The relationship between limestone particle size and calcination time

An important factor that should also be considered in dynamic calcination is the influence of carbon dioxide production during calcination on the carbonization process. As dynamic calcining fuels, oil and gas are used. From economic considerations, a hot gas generator is used to make gas, and the heat produced by burning coal is used as calcination. The heat source is more convenient and economical. The production of 1 ton of calcium oxide requires 500m3 to 600m3 of gas (equivalent to 100kg of standard coal). Burning 1m3 of gas requires a standard air volume of 1.1m3 to 1.2m3, then the production of 1 ton of calcium oxide requires a standard air volume of 1200m3 to 1300 m3, and the production of 1 ton of calcium oxide produces 386 m3 of carbon dioxide, so the total pumping volume of 1 ton of calcium oxide produced About 1500m3 ~ 1600m3. After heat exchange and washing, the gas produced by the dynamic calciner has a temperature of about 50°C, and the total exhaust volume is about 2000m3. At this time, the carbon dioxide concentration accounts for about 20-28%, which is equivalent to the concentration of the mechanized shaft kiln.

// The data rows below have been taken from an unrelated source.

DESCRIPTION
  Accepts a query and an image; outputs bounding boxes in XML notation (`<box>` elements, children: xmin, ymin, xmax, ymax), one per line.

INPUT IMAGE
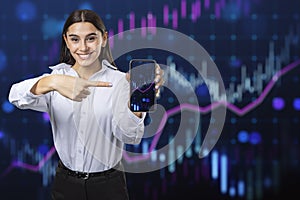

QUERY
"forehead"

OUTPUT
<box><xmin>67</xmin><ymin>22</ymin><xmax>101</xmax><ymax>36</ymax></box>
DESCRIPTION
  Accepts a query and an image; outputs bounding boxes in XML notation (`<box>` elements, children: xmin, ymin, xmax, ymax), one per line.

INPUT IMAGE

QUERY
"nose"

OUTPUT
<box><xmin>79</xmin><ymin>40</ymin><xmax>89</xmax><ymax>51</ymax></box>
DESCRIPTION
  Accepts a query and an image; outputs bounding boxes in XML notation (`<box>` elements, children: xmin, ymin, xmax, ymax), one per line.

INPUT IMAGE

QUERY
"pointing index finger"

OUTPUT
<box><xmin>88</xmin><ymin>81</ymin><xmax>112</xmax><ymax>87</ymax></box>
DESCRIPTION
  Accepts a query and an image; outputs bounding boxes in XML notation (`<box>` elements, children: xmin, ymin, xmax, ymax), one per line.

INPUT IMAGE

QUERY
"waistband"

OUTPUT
<box><xmin>58</xmin><ymin>160</ymin><xmax>120</xmax><ymax>179</ymax></box>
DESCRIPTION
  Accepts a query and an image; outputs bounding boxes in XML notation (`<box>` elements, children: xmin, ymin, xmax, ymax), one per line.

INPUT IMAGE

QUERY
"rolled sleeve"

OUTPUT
<box><xmin>8</xmin><ymin>74</ymin><xmax>47</xmax><ymax>112</ymax></box>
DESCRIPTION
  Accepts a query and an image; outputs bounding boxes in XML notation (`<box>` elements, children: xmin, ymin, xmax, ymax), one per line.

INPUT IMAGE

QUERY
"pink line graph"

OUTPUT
<box><xmin>0</xmin><ymin>60</ymin><xmax>300</xmax><ymax>177</ymax></box>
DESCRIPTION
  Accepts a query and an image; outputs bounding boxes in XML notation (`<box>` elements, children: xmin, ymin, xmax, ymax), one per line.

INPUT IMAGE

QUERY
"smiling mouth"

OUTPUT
<box><xmin>77</xmin><ymin>52</ymin><xmax>93</xmax><ymax>60</ymax></box>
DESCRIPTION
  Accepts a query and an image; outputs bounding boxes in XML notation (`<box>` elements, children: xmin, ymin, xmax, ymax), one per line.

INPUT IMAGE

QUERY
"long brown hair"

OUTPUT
<box><xmin>59</xmin><ymin>9</ymin><xmax>116</xmax><ymax>67</ymax></box>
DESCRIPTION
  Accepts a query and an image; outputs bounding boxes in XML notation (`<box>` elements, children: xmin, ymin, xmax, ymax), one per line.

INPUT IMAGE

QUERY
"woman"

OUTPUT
<box><xmin>9</xmin><ymin>10</ymin><xmax>163</xmax><ymax>200</ymax></box>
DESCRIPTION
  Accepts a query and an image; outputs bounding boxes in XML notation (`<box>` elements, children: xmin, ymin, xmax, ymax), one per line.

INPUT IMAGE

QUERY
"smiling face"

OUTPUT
<box><xmin>64</xmin><ymin>22</ymin><xmax>107</xmax><ymax>68</ymax></box>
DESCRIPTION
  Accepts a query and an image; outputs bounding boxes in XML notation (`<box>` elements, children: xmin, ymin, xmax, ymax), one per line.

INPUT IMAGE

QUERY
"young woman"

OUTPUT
<box><xmin>9</xmin><ymin>10</ymin><xmax>163</xmax><ymax>200</ymax></box>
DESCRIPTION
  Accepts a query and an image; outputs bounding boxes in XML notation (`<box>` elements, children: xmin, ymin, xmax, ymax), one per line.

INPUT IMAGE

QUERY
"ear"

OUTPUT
<box><xmin>63</xmin><ymin>34</ymin><xmax>69</xmax><ymax>48</ymax></box>
<box><xmin>101</xmin><ymin>31</ymin><xmax>108</xmax><ymax>47</ymax></box>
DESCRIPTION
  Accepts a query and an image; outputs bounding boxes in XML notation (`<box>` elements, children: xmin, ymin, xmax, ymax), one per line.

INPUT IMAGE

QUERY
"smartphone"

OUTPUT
<box><xmin>129</xmin><ymin>59</ymin><xmax>156</xmax><ymax>112</ymax></box>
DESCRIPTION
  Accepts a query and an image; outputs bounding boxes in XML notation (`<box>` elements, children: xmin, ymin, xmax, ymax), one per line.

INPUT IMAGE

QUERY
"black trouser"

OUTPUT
<box><xmin>51</xmin><ymin>163</ymin><xmax>129</xmax><ymax>200</ymax></box>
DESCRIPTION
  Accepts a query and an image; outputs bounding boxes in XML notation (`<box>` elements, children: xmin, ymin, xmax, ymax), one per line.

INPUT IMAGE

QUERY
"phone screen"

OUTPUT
<box><xmin>129</xmin><ymin>59</ymin><xmax>156</xmax><ymax>112</ymax></box>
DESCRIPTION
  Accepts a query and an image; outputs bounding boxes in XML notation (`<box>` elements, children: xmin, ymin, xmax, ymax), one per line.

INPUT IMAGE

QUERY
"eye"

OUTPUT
<box><xmin>71</xmin><ymin>37</ymin><xmax>79</xmax><ymax>42</ymax></box>
<box><xmin>86</xmin><ymin>36</ymin><xmax>97</xmax><ymax>42</ymax></box>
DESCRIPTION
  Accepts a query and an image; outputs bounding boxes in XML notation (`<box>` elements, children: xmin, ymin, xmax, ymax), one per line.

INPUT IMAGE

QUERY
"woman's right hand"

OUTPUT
<box><xmin>31</xmin><ymin>74</ymin><xmax>112</xmax><ymax>102</ymax></box>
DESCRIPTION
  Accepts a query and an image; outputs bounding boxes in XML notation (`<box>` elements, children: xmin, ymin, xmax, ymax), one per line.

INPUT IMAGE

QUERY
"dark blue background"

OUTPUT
<box><xmin>0</xmin><ymin>0</ymin><xmax>300</xmax><ymax>200</ymax></box>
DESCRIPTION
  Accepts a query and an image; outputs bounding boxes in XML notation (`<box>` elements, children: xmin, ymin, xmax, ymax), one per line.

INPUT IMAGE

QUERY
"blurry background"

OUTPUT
<box><xmin>0</xmin><ymin>0</ymin><xmax>300</xmax><ymax>200</ymax></box>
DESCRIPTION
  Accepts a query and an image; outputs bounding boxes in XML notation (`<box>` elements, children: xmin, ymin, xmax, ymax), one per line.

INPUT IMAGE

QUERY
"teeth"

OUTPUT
<box><xmin>78</xmin><ymin>54</ymin><xmax>90</xmax><ymax>60</ymax></box>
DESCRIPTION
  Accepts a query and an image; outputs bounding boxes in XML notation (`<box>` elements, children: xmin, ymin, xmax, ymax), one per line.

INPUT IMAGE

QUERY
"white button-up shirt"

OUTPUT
<box><xmin>9</xmin><ymin>60</ymin><xmax>145</xmax><ymax>172</ymax></box>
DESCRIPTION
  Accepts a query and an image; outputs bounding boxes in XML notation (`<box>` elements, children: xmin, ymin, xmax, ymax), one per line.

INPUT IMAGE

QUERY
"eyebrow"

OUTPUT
<box><xmin>68</xmin><ymin>33</ymin><xmax>97</xmax><ymax>37</ymax></box>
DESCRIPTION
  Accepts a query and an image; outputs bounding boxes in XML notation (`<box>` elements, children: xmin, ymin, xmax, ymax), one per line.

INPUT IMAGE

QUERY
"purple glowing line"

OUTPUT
<box><xmin>118</xmin><ymin>19</ymin><xmax>124</xmax><ymax>39</ymax></box>
<box><xmin>141</xmin><ymin>17</ymin><xmax>147</xmax><ymax>37</ymax></box>
<box><xmin>164</xmin><ymin>5</ymin><xmax>169</xmax><ymax>26</ymax></box>
<box><xmin>2</xmin><ymin>60</ymin><xmax>300</xmax><ymax>170</ymax></box>
<box><xmin>172</xmin><ymin>9</ymin><xmax>178</xmax><ymax>29</ymax></box>
<box><xmin>129</xmin><ymin>12</ymin><xmax>135</xmax><ymax>32</ymax></box>
<box><xmin>123</xmin><ymin>60</ymin><xmax>300</xmax><ymax>162</ymax></box>
<box><xmin>108</xmin><ymin>29</ymin><xmax>114</xmax><ymax>48</ymax></box>
<box><xmin>204</xmin><ymin>0</ymin><xmax>210</xmax><ymax>10</ymax></box>
<box><xmin>1</xmin><ymin>146</ymin><xmax>56</xmax><ymax>177</ymax></box>
<box><xmin>181</xmin><ymin>0</ymin><xmax>186</xmax><ymax>19</ymax></box>
<box><xmin>215</xmin><ymin>3</ymin><xmax>221</xmax><ymax>19</ymax></box>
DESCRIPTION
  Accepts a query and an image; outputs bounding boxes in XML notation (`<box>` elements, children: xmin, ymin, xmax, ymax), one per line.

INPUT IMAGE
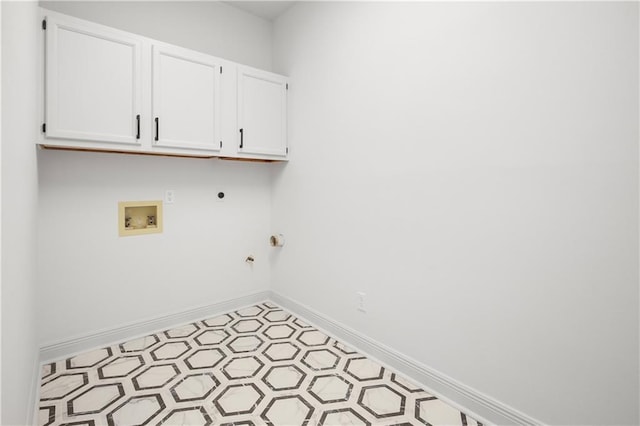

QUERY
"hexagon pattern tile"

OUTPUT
<box><xmin>38</xmin><ymin>302</ymin><xmax>481</xmax><ymax>426</ymax></box>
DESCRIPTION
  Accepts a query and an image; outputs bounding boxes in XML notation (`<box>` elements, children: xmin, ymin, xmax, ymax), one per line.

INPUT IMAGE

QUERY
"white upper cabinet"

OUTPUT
<box><xmin>237</xmin><ymin>65</ymin><xmax>288</xmax><ymax>158</ymax></box>
<box><xmin>151</xmin><ymin>44</ymin><xmax>221</xmax><ymax>151</ymax></box>
<box><xmin>37</xmin><ymin>9</ymin><xmax>288</xmax><ymax>161</ymax></box>
<box><xmin>45</xmin><ymin>15</ymin><xmax>142</xmax><ymax>145</ymax></box>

Dynamic calcination is a continuous operation process. The material is continuously fed and discharged. The heating and calcination time of the material in the calciner are balanced and equal, and the calcination temperature is very easy to control. The calcination process requirements can achieve small crystals, large specific surface area, high porosity, low bulk density, strong reactivity, and high yield of lime milk, which can produce active lime, small fluctuation during lime digestion, and fast digestion speed to produce gray milk Good physical properties, can produce refined ultra-fine, activated calcium carbonate products.

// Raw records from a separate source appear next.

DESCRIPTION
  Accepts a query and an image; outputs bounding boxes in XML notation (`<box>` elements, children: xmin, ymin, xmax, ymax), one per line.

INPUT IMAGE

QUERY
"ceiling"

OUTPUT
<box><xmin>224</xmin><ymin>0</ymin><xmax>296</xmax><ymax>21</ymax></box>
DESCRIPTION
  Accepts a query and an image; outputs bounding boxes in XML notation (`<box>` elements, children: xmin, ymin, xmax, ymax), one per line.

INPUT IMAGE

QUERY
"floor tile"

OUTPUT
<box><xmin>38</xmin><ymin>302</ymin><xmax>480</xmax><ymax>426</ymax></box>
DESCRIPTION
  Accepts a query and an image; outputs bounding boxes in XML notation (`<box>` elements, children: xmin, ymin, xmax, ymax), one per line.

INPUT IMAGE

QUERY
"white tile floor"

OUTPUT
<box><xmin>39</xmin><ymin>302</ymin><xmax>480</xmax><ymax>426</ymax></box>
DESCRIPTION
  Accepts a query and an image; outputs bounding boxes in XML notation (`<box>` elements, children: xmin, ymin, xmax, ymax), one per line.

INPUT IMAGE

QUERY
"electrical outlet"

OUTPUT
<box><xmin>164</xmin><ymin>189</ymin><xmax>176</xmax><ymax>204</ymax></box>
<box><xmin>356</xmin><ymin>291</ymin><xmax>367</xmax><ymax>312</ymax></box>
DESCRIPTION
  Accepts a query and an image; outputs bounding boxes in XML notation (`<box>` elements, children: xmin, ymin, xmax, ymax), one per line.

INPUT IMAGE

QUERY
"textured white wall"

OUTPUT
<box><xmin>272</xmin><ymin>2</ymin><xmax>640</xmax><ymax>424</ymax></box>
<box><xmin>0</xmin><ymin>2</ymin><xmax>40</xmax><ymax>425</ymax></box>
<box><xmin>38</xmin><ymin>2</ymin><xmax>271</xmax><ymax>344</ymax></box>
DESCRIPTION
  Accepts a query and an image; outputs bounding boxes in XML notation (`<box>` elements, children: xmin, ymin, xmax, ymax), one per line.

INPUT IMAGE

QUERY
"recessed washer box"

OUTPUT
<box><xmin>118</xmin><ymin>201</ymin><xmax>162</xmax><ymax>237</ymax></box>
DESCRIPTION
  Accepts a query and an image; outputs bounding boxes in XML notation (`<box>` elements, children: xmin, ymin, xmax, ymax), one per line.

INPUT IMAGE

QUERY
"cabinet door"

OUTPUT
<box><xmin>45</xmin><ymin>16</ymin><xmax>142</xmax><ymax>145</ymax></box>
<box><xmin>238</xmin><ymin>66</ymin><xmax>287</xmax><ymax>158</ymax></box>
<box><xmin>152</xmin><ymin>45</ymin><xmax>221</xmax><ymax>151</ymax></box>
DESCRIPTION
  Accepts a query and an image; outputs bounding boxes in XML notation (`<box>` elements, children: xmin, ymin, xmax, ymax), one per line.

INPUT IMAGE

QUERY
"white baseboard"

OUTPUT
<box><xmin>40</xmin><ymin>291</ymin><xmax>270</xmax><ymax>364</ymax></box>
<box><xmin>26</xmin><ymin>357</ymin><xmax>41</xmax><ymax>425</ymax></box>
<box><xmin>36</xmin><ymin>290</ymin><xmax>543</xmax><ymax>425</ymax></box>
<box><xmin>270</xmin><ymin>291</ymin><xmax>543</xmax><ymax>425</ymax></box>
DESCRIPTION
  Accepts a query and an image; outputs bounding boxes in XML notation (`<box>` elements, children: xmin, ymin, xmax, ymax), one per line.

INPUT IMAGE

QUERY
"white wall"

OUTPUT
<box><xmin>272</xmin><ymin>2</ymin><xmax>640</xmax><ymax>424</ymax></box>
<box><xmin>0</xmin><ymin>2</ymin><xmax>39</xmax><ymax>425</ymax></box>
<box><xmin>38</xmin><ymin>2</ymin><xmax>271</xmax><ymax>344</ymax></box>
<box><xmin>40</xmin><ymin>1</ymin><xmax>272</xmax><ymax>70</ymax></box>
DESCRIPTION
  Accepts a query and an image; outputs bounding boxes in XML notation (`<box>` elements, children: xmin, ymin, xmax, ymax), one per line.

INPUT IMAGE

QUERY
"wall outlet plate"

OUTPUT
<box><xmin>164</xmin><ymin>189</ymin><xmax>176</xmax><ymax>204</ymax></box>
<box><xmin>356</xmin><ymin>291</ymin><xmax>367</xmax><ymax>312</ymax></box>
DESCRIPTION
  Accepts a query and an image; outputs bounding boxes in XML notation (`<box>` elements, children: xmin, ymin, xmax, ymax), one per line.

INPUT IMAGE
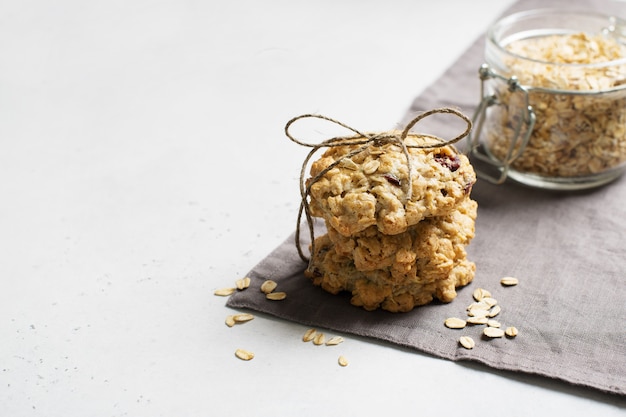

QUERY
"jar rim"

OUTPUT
<box><xmin>487</xmin><ymin>8</ymin><xmax>626</xmax><ymax>68</ymax></box>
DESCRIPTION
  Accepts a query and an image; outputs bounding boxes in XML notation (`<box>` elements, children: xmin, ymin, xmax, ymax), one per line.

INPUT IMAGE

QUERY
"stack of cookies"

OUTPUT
<box><xmin>305</xmin><ymin>135</ymin><xmax>477</xmax><ymax>312</ymax></box>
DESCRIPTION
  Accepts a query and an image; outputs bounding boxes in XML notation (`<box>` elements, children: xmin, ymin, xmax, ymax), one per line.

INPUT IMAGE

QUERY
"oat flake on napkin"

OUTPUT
<box><xmin>227</xmin><ymin>0</ymin><xmax>626</xmax><ymax>395</ymax></box>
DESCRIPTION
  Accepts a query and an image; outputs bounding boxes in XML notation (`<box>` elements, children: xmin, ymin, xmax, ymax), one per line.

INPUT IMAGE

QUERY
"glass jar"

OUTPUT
<box><xmin>470</xmin><ymin>9</ymin><xmax>626</xmax><ymax>189</ymax></box>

Three. Improvement and improvement of dynamic calcination to existing technology

The application of dynamic calcination technology in the field of calcium carbonate calcination can improve and stabilize limestone calcination quality and lime milk emulsification quality, realize continuous industrial production, and adjust and improve the existing calcination process.

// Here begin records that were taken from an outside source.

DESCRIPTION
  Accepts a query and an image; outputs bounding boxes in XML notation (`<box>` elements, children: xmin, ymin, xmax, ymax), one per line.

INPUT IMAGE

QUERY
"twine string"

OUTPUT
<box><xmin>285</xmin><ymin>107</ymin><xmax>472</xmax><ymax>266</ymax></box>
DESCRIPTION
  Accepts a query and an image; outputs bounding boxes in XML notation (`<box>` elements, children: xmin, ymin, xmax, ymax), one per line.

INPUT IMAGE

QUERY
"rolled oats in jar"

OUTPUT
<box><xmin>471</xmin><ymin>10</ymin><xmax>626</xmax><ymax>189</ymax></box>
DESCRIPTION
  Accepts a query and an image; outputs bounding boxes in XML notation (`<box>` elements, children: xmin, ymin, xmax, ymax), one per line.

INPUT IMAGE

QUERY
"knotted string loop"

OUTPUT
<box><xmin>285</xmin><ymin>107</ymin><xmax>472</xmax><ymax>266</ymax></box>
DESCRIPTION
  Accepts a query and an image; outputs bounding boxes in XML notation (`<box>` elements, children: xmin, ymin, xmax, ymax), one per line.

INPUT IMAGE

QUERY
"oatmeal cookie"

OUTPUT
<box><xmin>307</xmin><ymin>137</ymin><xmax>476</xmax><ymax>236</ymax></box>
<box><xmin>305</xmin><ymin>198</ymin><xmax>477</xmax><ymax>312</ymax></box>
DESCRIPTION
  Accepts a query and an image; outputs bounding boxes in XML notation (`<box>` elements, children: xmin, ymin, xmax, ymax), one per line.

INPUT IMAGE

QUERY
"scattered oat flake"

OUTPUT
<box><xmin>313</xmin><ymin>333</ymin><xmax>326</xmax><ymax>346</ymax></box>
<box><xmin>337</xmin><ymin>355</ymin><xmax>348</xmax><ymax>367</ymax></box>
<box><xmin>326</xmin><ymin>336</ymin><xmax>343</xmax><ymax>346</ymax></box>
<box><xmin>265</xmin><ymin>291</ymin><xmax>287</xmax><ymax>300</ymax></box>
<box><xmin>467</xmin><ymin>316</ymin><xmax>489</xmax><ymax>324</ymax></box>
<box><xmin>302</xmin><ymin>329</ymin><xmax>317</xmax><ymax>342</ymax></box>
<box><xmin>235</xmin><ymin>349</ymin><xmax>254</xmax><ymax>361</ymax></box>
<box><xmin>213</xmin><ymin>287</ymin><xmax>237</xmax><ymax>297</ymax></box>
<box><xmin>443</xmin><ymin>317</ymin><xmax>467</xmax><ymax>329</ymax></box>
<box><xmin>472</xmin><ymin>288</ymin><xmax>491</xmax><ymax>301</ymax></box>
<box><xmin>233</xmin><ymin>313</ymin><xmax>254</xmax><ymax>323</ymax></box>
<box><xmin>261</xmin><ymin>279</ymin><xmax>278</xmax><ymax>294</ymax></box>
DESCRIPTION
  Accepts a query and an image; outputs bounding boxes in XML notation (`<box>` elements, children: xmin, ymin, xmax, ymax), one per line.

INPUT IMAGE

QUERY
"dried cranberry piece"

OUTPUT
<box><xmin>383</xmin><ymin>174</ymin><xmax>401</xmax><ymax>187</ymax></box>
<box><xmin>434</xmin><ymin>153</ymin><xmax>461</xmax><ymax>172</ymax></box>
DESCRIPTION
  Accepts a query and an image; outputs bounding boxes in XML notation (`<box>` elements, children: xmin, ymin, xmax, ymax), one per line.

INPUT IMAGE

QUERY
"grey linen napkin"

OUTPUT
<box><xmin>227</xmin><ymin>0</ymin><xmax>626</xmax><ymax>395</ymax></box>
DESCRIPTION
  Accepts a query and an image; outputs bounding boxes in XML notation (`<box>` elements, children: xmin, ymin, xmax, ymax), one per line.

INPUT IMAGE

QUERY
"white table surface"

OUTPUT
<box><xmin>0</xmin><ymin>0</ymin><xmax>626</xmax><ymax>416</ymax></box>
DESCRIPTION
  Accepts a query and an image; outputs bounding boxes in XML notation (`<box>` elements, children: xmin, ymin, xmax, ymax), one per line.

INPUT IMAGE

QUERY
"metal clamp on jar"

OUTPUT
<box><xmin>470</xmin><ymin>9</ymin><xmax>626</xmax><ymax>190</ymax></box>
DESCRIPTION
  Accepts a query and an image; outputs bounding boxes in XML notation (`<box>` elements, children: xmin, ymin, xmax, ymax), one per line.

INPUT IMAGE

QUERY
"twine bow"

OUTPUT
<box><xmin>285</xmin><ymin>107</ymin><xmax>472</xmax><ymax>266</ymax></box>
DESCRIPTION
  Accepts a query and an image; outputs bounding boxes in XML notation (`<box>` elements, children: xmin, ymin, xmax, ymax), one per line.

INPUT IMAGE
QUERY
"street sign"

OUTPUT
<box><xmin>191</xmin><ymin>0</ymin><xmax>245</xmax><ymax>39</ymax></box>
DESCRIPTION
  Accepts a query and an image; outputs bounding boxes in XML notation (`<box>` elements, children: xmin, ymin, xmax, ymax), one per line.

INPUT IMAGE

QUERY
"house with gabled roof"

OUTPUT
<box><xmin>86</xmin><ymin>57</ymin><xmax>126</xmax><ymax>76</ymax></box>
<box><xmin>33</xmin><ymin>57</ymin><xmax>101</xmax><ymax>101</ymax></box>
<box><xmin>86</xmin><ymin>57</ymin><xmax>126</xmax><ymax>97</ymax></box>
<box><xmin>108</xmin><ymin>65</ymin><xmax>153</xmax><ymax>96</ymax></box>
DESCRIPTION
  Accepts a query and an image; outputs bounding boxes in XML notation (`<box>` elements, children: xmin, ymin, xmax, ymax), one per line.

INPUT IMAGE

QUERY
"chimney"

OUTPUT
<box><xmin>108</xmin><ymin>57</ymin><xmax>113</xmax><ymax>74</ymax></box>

From the production process, the carbon dioxide gas and the entrained dust produced by calcining limestone in the dynamic calciner are separated by the separator and then enter the water washing tower for washing, then enter the gas-water separator, enter the carbonization process through the compression mechanical blower, and the lime continuously discharged from the calciner The powder can directly enter the emulsifier, and the hot water for washing discharged from the washing tower enters the emulsifier, and the hot water and the heated lime powder are used for emulsification operation, so that the emulsification speed is obviously increased, and a stable operating temperature is formed, so that the digestion can be carried out continuously. , In addition, because the calcium oxide particles after calcination are very small, the volume yield of lime milk varies with the size of the particles. When the calcium oxide particles are 10 mm, the volume of the calcium oxide paste per unit is 147 cm3, and when the calcium oxide particles are 10 mm When the particle size is 0.02 mm, the volume of the paste can reach more than 200 cm3. This is because the calcium oxide with small particle size increases the total surface area of calcium oxide with larger particle size during the reaction process.

As mentioned above, the application of dynamic calcination in the field of calcium carbonate production has a continuous and stable operation process, which reflects the reasonable matching of calcination and emulsification processes. More importantly, it can produce refined calcium carbonate products, which will promote the production of calcium carbonate in my country. Technological progress has brought calcium carbonate production technology to a higher level.